Texto originalmente publicado na coluna Vestindo o Filme.

Fantasmas são reais, isso eu sei. Eu os vi toda a minha vida …

Em cartaz nos cinemas, A Colina Escarlate é um romance gótico que se disfarça de história de terror. A protagonista, uma escritora chamada Edith Cushing (Mia Wasikowska), fala sobre suas obras algo que também se estende ao filme: são histórias com fantasmas, não histórias de fantasmas, pois eles representam o passado. O diretor Guillermo del Toro confeccionou a trama entremeada de elementos visualmente marcantes. A figurinista é Kate Hawley, que já havia trabalhado com ele em seu filme anterior, Círculo de Fogo.
Edith, filha única de um homem rico, é cortejada por Thomas Sharpe (Tom Hiddleston), um misterioso baronete vindo da Inglaterra.

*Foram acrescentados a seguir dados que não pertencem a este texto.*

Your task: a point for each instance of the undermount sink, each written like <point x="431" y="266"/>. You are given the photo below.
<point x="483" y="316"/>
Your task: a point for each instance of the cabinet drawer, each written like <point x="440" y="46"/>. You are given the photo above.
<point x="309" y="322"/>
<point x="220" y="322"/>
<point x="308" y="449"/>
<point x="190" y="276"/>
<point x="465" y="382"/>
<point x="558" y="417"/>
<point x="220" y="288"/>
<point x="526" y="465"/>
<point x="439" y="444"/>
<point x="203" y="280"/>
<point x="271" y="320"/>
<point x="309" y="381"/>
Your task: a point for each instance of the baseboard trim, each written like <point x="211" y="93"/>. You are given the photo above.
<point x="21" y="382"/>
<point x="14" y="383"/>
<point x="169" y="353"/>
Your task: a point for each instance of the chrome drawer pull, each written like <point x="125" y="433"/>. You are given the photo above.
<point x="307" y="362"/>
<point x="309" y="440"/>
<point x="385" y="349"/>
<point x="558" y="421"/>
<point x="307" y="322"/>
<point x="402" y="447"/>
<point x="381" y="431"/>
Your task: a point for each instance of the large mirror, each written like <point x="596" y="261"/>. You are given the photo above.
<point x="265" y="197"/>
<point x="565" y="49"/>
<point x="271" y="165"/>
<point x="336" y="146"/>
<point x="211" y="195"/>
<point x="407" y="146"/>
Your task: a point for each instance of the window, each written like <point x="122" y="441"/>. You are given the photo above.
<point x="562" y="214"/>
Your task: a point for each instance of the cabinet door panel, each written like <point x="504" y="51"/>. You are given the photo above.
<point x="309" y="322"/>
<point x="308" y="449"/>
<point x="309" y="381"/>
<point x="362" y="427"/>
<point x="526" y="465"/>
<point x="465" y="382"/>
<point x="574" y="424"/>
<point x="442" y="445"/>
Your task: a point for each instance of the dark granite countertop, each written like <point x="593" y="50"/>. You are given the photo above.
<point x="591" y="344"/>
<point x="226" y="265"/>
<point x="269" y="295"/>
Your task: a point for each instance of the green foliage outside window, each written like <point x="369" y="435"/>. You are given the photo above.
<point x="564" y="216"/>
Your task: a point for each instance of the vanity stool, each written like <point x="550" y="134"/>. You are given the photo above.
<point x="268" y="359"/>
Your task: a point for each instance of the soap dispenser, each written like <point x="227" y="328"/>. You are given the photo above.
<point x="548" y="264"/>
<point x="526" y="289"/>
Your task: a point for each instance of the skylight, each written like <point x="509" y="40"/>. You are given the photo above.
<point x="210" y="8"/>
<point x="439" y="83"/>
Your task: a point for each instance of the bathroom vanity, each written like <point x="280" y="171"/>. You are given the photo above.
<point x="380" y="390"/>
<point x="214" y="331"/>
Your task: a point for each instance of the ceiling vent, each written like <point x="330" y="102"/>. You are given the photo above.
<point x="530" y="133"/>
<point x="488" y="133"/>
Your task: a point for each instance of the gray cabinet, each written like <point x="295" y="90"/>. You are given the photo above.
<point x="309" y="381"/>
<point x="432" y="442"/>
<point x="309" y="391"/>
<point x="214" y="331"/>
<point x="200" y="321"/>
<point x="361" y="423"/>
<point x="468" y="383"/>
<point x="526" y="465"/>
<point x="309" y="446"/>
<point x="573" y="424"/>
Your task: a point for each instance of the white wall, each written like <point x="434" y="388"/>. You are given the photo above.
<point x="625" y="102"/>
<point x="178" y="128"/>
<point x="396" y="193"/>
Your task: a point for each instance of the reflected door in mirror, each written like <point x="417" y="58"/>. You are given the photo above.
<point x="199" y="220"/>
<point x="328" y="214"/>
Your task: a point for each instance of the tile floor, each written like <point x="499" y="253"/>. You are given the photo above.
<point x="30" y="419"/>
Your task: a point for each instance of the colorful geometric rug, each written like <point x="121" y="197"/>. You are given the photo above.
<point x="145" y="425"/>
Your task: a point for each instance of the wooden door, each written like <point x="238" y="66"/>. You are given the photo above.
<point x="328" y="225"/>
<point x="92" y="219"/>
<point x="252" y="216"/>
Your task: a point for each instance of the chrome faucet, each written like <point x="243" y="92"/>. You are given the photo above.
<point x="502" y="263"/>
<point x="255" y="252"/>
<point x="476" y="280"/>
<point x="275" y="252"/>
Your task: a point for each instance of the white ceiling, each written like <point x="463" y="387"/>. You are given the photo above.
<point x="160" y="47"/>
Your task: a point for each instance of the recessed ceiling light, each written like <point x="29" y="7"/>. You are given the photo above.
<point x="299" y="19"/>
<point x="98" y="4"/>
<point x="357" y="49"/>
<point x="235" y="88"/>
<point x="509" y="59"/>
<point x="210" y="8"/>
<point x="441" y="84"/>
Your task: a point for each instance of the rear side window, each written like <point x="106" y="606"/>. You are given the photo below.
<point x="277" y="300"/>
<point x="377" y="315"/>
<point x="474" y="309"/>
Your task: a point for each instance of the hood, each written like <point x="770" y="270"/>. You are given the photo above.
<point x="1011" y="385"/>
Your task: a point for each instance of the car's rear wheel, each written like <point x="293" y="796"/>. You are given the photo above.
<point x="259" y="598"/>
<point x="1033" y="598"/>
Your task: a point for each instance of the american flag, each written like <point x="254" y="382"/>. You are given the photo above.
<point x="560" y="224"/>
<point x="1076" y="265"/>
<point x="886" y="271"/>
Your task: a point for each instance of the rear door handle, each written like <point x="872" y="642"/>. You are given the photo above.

Quase nada se sabe sobre ele, mas sua situação financeira precária é percebida através de suas roupas. Isso é ressaltado pela própria Edith, que fala para seu pai que elas, embora bem cortadas, são de pelo menos uma década atrás.
A história se passa na segunda metade da década de 1890. Os trajes femininos deixavam de ter anquinhas e faziam a transição para as saias em forma de sino e os bustos volumosos que iriam caracterizar a primeira década de 1900.

Exemplos de vestidos utilizados na época.

 

As cinturas são marcadas e os ombros são destacados, o que pode ser percebido nos vestidos de Edith. Apesar disso, eles não restringem seu corpo: as camisas sempre são folgadas e os tecidos fluídos. Em um flashback, a vemos ainda criança, no enterro de sua mãe, trajada totalmente de preto, com um chapéu com uma textura rugosa na parte inferior, semelhante a um cogumelo visto por baixo. Essas rugosidades ou ranhuras são a textura que predominará nos tecidos usados em seus trajes, que também são por vezes adornados com dobras, como origamis.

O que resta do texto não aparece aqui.